4. Pruning and Partial Stability: You Can’t Have Everything
There is a triangle:
- Accuracy: keep many candidates and allow revisions
- Stability: avoid changing what you already showed
- Latency: don’t wait too long to commit
To reduce jitter, systems often add:
- Aggressive pruning (reduces accuracy)
- Commit policies (increases latency)
- Confidence gating (can hide text temporarily)
5. RNN-T Blank Bias: A Latency–Completeness Dial
In RNN-T, the blank token advances time without emitting output. Many implementations include a blank bias:
- Increase blank probability: fewer emissions, more conservative output
- Decrease blank probability: more emissions, faster but riskier partials
Blank bias is effectively a knob for:
- TTFT
- Deletion rate
- Revision rate
Researchers should treat it like a hyperparameter and report it.
6. LM Fusion and Rescoring: Where “Language” Enters
Even if your model has a built-in prior, external LMs are common:
- Shallow fusion: add (\lambda \log p_{LM}(y)) during beam search
- Rescoring: generate N-best and rerank with a stronger LM
In streaming, rescoring can cause:
- Late rewrites (LM changes earlier words once it sees later context)
- Topic-driven rewrites (proper nouns, domain terms)
Mitigations:
- Prefix locking (freeze older tokens)
- Segment-level rescoring (rerank only within current segment)
7. Timestamp Decoding: Another Source of Weirdness
When models output timestamp tokens (or alignments), decoding can change behavior:
- The decoder may delay emission until it can place a boundary.
- Forced segmentation can increase short-term errors near boundaries.
If you see “good offline text but bad streaming text,” check whether timestamp constraints are affecting streaming decode.
8. “Stable Partial” Heuristics That Actually Work
Common production strategies:
A) Prefix agreement
Keep multiple hypotheses (beams). Compute their longest common prefix. Display only that prefix as stable.
This reduces jitter because even if beams swap rank, the shared prefix tends to be stable.
B) N-frame confirmation
Only commit tokens that remain unchanged for N frames/chunks.
C) Confidence thresholding
Display tokens only when their posterior exceeds a threshold. Useful for short words that cause churn.
D) Segment commits
Emit partials freely within a segment, but finalize only when endpointing triggers or a boundary token appears.
9. Metrics: What Researchers Should Report
Beyond WER:
- TTFT (median and p95)
- Word finalization delay: time from acoustic evidence to final word display
- Revision rate: edits per 100 emitted characters
- Stability score: fraction of displayed tokens that never change
- Jitter latency: how long until the displayed text stops changing
These metrics correlate with perceived quality far more than small WER differences.

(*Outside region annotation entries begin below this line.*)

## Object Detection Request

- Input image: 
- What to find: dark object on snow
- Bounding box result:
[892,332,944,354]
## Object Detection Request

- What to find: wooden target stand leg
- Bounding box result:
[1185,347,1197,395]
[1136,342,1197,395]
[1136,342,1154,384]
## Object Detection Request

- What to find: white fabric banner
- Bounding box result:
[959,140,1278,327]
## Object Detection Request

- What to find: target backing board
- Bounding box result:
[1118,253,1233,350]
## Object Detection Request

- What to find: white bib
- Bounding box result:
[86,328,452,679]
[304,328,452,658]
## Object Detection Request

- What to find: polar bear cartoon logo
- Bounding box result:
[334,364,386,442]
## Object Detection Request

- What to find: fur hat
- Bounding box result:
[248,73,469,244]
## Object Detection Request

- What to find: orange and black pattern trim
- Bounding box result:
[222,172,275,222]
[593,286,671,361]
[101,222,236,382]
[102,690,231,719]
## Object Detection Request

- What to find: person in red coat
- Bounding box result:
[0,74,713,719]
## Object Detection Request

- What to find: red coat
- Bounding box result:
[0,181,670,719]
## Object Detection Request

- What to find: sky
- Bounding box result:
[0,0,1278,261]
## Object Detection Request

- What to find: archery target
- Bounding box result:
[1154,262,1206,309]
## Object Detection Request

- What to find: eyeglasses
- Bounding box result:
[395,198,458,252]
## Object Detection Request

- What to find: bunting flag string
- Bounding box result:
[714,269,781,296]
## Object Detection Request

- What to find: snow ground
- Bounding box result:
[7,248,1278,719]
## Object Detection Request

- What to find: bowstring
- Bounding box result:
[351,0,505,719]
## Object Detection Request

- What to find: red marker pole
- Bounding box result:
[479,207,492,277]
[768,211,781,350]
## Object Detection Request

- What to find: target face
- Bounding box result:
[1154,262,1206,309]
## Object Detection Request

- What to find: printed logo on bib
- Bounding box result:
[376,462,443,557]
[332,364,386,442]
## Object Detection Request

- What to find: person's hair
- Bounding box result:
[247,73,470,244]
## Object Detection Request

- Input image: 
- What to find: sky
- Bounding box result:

10. A Practical Baseline Decoder for Streaming Research
If you want a reference implementation that behaves well:
- Beam search with modest width (e.g., 4–8)
- Optional shallow fusion with a small LM
- Prefix agreement for stable display
- Prefix locking with a short confirmation window
- Conservative endpointing and segment-level commits
Then report WER + streaming metrics.
Conclusion
If your streaming ASR feels unstable, the architecture is only half the story. Decoding decisions—beam width, blank bias, rescoring, commit policies—shape the user experience. Treat decoding as part of the model, measure stability explicitly, and you will learn far more than WER can tell you.